For Jadzia Strykowska, Alice Friedman's fear became very real. In 1978, the National Socialist Party of America tried to hold a white supremacy rally in Skokie, home to one of America's largest survivor communities. As a girl, Jadzia had been snatched on her way to join the Jewish underground and sent to Bergen-Belsen, and her memories became a prop and weapon when the Nazis came to get her again: "When the Nazis wanted to come here under our windows, so to say, that was a little too much and it kind of woke us up and we decided not to let it happen. . . . They legally later on won that they can walk but they got afraid to walk here because they knew that we would never let them get out alive from here. . . . When it was over, we started speaking; we started telling our stories."
Jadzia recognizes the urgency of the times.
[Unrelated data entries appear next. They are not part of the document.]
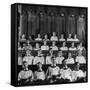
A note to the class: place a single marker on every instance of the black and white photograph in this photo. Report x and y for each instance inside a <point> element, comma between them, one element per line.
<point>51,44</point>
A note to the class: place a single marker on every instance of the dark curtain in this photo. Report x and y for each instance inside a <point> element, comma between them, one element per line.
<point>34,22</point>
<point>71,25</point>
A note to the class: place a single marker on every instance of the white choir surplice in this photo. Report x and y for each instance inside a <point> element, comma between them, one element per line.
<point>44,47</point>
<point>70,61</point>
<point>54,38</point>
<point>59,59</point>
<point>48,60</point>
<point>38,59</point>
<point>81,59</point>
<point>28,59</point>
<point>25,74</point>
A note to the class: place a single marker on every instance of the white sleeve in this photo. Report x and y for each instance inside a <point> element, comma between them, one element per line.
<point>19,76</point>
<point>34,60</point>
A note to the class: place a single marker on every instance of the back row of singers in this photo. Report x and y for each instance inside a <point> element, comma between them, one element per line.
<point>53,47</point>
<point>53,74</point>
<point>53,38</point>
<point>31,60</point>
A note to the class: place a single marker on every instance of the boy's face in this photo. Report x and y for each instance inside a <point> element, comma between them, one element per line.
<point>62,36</point>
<point>25,65</point>
<point>69,55</point>
<point>63,44</point>
<point>54,34</point>
<point>38,35</point>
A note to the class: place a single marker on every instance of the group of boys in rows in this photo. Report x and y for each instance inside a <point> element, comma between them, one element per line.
<point>54,73</point>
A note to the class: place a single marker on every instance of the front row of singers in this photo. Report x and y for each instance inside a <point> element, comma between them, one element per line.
<point>53,74</point>
<point>52,38</point>
<point>53,47</point>
<point>31,60</point>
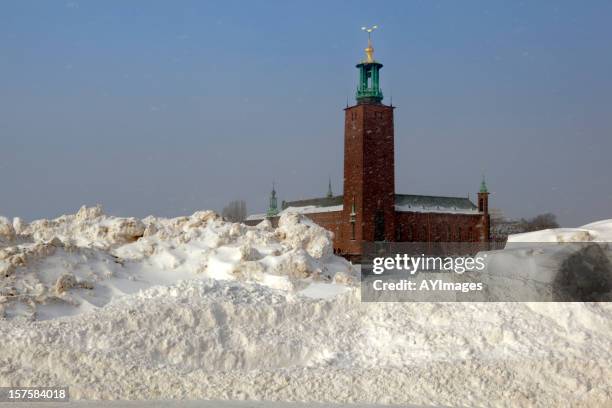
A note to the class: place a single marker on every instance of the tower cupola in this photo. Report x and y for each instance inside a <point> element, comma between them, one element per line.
<point>368,89</point>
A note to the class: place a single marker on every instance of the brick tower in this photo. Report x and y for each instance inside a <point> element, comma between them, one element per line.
<point>369,165</point>
<point>483,207</point>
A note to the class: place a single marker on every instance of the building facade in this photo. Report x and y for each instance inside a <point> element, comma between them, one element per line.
<point>369,209</point>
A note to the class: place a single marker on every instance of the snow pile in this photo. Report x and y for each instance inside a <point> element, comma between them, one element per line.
<point>561,264</point>
<point>198,308</point>
<point>219,339</point>
<point>74,263</point>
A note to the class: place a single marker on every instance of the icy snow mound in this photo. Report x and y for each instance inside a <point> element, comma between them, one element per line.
<point>76,263</point>
<point>219,339</point>
<point>561,264</point>
<point>600,231</point>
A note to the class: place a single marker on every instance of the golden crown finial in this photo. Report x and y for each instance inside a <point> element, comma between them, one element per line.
<point>369,50</point>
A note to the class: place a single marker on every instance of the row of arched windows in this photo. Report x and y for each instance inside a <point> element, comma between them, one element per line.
<point>441,232</point>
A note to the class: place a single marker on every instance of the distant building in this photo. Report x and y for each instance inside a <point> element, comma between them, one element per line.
<point>370,209</point>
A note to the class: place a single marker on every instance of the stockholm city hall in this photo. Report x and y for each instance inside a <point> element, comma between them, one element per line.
<point>369,209</point>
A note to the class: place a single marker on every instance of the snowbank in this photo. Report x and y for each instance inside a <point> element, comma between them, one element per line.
<point>562,264</point>
<point>74,263</point>
<point>198,308</point>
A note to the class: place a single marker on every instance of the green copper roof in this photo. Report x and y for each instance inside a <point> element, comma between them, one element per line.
<point>368,89</point>
<point>407,201</point>
<point>483,186</point>
<point>316,202</point>
<point>273,207</point>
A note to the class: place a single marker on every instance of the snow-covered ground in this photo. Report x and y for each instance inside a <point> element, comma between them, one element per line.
<point>198,308</point>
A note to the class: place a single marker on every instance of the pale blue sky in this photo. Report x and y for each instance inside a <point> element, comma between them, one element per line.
<point>169,107</point>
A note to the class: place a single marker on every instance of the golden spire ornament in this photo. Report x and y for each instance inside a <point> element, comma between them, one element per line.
<point>369,50</point>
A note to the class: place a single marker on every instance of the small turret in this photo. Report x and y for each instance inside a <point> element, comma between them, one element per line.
<point>368,89</point>
<point>483,197</point>
<point>273,207</point>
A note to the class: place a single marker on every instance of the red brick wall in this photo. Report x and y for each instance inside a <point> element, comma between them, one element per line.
<point>413,226</point>
<point>369,173</point>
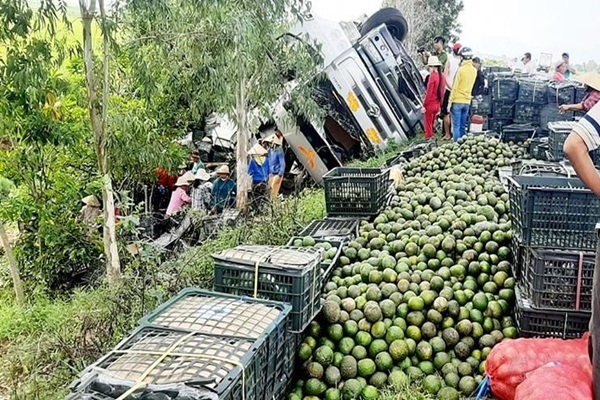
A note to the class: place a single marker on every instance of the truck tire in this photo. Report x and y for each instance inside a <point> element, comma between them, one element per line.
<point>392,18</point>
As the group of survivors shrinks each year, their voices fight to be heard over a stubborn chorus of hate groups and a controversial handful of scholars claiming that the Holocaust never happened. Jadzia's militancy is not uncommon, and according to Wolin, the survivors are resolute. As Miso Vogel said, "I tell you one thing: [it's not] going to happen to the Jews again! The war kind of caught [their parents] unawares . . . [but] this generation says, 'If they mess with us, they're going to be sorry.'"
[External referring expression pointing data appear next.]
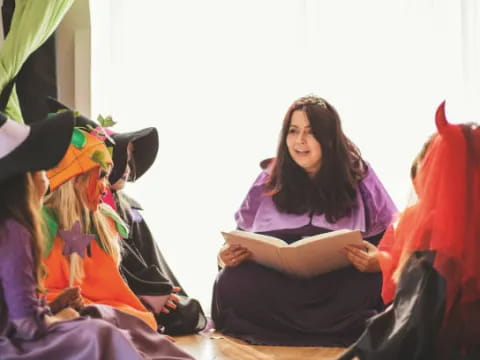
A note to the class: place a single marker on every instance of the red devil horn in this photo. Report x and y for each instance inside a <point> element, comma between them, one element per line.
<point>440,118</point>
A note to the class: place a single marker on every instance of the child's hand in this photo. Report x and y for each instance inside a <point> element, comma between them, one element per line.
<point>172,301</point>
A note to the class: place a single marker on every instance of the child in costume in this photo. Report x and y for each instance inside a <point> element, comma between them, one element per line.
<point>77,220</point>
<point>143,265</point>
<point>434,258</point>
<point>28,330</point>
<point>317,183</point>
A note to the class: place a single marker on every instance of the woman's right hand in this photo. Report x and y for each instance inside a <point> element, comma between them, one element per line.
<point>70,297</point>
<point>63,315</point>
<point>233,255</point>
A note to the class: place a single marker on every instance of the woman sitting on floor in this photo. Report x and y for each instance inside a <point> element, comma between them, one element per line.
<point>317,183</point>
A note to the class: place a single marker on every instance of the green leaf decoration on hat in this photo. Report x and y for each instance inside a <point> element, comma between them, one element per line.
<point>78,138</point>
<point>50,115</point>
<point>105,122</point>
<point>99,158</point>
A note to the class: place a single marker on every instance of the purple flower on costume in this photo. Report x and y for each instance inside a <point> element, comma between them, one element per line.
<point>75,240</point>
<point>135,215</point>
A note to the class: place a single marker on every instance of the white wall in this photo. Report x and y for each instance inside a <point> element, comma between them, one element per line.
<point>216,77</point>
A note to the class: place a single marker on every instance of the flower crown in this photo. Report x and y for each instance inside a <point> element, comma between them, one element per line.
<point>310,100</point>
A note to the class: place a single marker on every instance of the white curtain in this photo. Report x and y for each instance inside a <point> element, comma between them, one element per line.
<point>216,77</point>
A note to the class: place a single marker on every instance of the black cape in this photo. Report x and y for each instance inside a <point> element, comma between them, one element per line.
<point>409,328</point>
<point>147,273</point>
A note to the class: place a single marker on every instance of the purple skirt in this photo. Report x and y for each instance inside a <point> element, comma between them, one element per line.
<point>265,307</point>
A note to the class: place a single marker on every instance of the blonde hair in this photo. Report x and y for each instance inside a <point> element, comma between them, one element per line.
<point>19,200</point>
<point>70,203</point>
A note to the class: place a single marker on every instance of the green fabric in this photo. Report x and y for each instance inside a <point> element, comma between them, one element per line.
<point>122,228</point>
<point>32,24</point>
<point>51,228</point>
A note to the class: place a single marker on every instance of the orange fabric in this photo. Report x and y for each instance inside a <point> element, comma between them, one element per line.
<point>446,220</point>
<point>102,283</point>
<point>78,161</point>
<point>386,264</point>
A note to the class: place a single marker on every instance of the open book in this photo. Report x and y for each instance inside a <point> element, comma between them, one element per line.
<point>307,257</point>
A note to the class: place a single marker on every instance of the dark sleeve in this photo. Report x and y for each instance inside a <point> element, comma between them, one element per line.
<point>18,282</point>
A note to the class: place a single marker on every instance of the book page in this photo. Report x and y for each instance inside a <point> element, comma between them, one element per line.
<point>264,248</point>
<point>319,254</point>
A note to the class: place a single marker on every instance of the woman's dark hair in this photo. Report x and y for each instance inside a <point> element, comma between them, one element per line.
<point>332,190</point>
<point>18,201</point>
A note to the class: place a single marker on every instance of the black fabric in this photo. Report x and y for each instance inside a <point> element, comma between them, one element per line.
<point>51,136</point>
<point>38,76</point>
<point>409,328</point>
<point>145,149</point>
<point>145,143</point>
<point>36,80</point>
<point>8,7</point>
<point>147,272</point>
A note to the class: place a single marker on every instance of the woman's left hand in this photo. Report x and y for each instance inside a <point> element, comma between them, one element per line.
<point>172,301</point>
<point>363,257</point>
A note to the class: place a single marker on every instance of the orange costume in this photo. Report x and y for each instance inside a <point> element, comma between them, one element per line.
<point>102,282</point>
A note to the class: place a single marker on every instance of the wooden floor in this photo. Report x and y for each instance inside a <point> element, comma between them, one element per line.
<point>215,346</point>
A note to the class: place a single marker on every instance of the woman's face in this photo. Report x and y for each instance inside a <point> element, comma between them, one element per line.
<point>97,185</point>
<point>41,183</point>
<point>304,149</point>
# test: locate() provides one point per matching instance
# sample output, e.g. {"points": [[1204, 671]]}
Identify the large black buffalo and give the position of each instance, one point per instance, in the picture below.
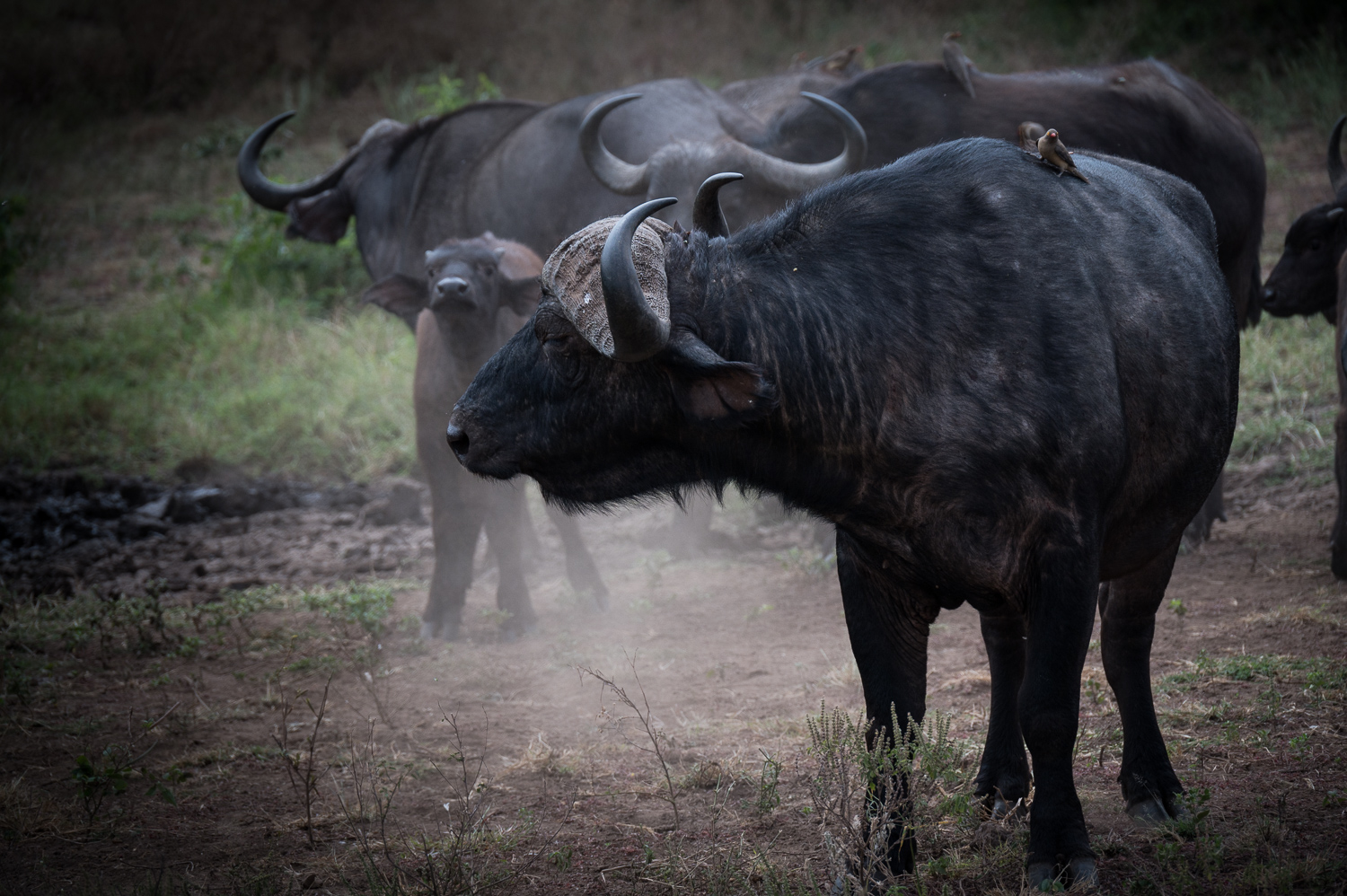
{"points": [[1311, 277], [1306, 277], [1002, 387]]}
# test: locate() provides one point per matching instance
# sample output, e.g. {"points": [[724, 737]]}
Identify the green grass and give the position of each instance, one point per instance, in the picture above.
{"points": [[1288, 395], [266, 361]]}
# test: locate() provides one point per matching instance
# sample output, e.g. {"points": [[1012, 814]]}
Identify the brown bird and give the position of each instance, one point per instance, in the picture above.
{"points": [[1055, 153], [956, 64], [1029, 134]]}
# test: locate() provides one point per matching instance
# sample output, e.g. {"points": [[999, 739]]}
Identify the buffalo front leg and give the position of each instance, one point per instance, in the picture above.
{"points": [[579, 567], [888, 628], [454, 529], [1126, 627], [1338, 542], [504, 531], [1004, 772], [1061, 613]]}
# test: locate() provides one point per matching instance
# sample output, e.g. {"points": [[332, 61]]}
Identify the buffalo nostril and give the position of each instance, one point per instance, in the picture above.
{"points": [[458, 441], [452, 285]]}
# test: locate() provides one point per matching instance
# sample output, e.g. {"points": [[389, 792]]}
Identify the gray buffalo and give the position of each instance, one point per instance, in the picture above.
{"points": [[473, 295], [516, 169]]}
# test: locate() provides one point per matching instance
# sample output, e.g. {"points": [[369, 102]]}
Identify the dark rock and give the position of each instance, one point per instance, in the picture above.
{"points": [[137, 526]]}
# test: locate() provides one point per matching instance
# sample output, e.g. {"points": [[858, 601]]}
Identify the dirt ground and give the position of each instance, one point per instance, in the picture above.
{"points": [[733, 650]]}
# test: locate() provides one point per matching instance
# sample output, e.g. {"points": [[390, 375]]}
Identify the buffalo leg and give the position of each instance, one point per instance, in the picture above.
{"points": [[504, 524], [1004, 774], [1338, 542], [579, 567], [1126, 627], [454, 529], [1061, 620], [888, 629]]}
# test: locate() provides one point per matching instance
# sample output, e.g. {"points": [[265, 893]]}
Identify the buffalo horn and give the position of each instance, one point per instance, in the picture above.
{"points": [[706, 206], [269, 194], [1336, 174], [794, 177], [617, 175], [638, 331]]}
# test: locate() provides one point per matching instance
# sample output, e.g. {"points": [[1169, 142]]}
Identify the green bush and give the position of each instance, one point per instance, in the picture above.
{"points": [[267, 364]]}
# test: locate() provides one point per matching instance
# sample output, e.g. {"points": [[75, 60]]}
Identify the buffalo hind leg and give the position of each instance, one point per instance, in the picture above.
{"points": [[454, 529], [1338, 542], [888, 632], [504, 532], [1061, 620], [579, 565], [1004, 772], [1126, 627]]}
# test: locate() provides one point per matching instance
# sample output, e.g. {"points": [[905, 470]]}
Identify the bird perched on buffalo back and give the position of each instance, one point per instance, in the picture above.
{"points": [[956, 64], [1055, 153]]}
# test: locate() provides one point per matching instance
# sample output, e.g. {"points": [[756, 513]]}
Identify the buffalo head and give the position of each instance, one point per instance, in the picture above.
{"points": [[1306, 279], [466, 280], [612, 339], [676, 166], [320, 207]]}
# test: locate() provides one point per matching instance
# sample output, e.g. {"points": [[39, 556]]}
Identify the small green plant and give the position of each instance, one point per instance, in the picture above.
{"points": [[560, 858], [768, 798]]}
The urgent need to make survivor memories part of present consciousness fuels Wolin's continuing artistic efforts in the survivor series. He recently won a National Endowment for the Arts Fellowship and was named a United States/France Fellow in recognition of his work thus far. The awards will make possible a 1994 sojourn in Europe, where he will continue to photograph and interview survivors. While there, Wolin will also arrange for European exhibits of the whole series, slated for completion and book publication in 1995, the fiftieth anniversary of the end of World War II. "This work needs to be seen in Europe," he notes, "returned, so to speak, to the scene of the crime."
Although survivors' memories are part of a vast historic experience, they are also fundamentally intimate. At that level, remembering is both a source of pain and a means of grace. One of Wolin's subjects, Clara Weiss, spoke of a door that must remain shut, of painful memories that survivors keep locked up in order to function day to day. Wolin also tells of photographing Miso Vogel, who let the door open just a bit one day: "I asked him, 'Do you have any artifacts from your family?' And he took a precious box of pictures, and he took that picture of his father [who died at Auschwitz] and held it, and he actually connected . . . that photograph was a door to those memories, and he was moved."
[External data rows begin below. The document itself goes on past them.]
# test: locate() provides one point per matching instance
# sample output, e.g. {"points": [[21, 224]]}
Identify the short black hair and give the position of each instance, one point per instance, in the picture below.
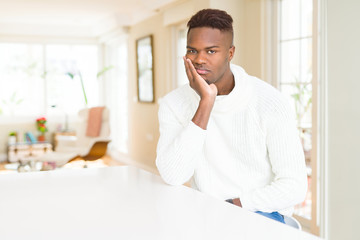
{"points": [[213, 18]]}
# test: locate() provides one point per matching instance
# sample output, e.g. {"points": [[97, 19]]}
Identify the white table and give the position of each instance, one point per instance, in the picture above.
{"points": [[122, 203]]}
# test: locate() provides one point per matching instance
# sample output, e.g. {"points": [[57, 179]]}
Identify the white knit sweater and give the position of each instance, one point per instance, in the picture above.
{"points": [[251, 148]]}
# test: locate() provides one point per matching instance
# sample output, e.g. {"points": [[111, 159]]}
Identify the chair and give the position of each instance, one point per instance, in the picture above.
{"points": [[70, 148], [290, 221]]}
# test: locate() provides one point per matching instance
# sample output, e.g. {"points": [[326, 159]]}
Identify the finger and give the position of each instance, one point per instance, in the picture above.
{"points": [[187, 69], [192, 69]]}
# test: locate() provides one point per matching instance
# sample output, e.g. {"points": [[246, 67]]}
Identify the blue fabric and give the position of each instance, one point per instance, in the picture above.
{"points": [[274, 215]]}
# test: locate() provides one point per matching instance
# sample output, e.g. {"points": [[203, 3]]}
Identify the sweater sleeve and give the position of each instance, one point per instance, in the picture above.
{"points": [[286, 156], [179, 148]]}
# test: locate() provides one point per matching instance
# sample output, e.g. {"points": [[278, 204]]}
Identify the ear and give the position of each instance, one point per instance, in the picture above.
{"points": [[231, 52]]}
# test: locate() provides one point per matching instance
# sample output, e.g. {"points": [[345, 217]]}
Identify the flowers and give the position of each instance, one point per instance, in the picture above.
{"points": [[41, 125]]}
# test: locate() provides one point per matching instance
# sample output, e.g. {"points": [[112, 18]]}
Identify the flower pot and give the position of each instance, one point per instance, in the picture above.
{"points": [[41, 138]]}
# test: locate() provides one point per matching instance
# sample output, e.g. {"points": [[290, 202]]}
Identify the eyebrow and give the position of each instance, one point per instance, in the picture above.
{"points": [[205, 48]]}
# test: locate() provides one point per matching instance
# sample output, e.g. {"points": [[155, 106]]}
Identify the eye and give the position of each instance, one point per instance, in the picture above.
{"points": [[191, 51]]}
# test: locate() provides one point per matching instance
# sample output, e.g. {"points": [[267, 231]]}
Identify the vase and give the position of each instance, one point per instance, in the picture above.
{"points": [[41, 138]]}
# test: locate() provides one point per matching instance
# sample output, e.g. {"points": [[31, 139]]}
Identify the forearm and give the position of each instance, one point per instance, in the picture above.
{"points": [[202, 115]]}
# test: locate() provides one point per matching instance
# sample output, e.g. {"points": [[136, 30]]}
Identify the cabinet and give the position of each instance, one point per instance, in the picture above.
{"points": [[27, 151]]}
As Miso, many of Wolin's subjects had their portraits taken while holding snapshots of their own--dogeared, yellowed, sometimes in pieces--photographs of friends, family, or themselves before the war. The pictures and the memories they stimulate can be painful, but they can also provide powerful sustenance. During her imprisonment at Bergen-Belsen, Jadzia Strykowska tenaciously guarded a few torn photographs of her family and herself. When Wolin photographed her for his series, she posed with those fragments and recalled how important they had been to her: "And so every day the circumstances got harder and harder. My solace were my pictures. When I came in in the evening I used to unroll them and look at them and say, 'My goodness, I am not from stone. I am from people. I am from a family.'" Jadzia's pictures kept her human in an inhuman world. Or, as Wolin accurately summarizes, "Photographs saved her life."
Perhaps Jeffrey Wolin's portraits and narratives must become the carefully guarded solace of new generations, forcing and allowing them to remember survivors they will never hear in person. Then, perhaps, as photographs saved Jadzia's life, these other photographs will help preserve the future from an evil that nearly consumed the past.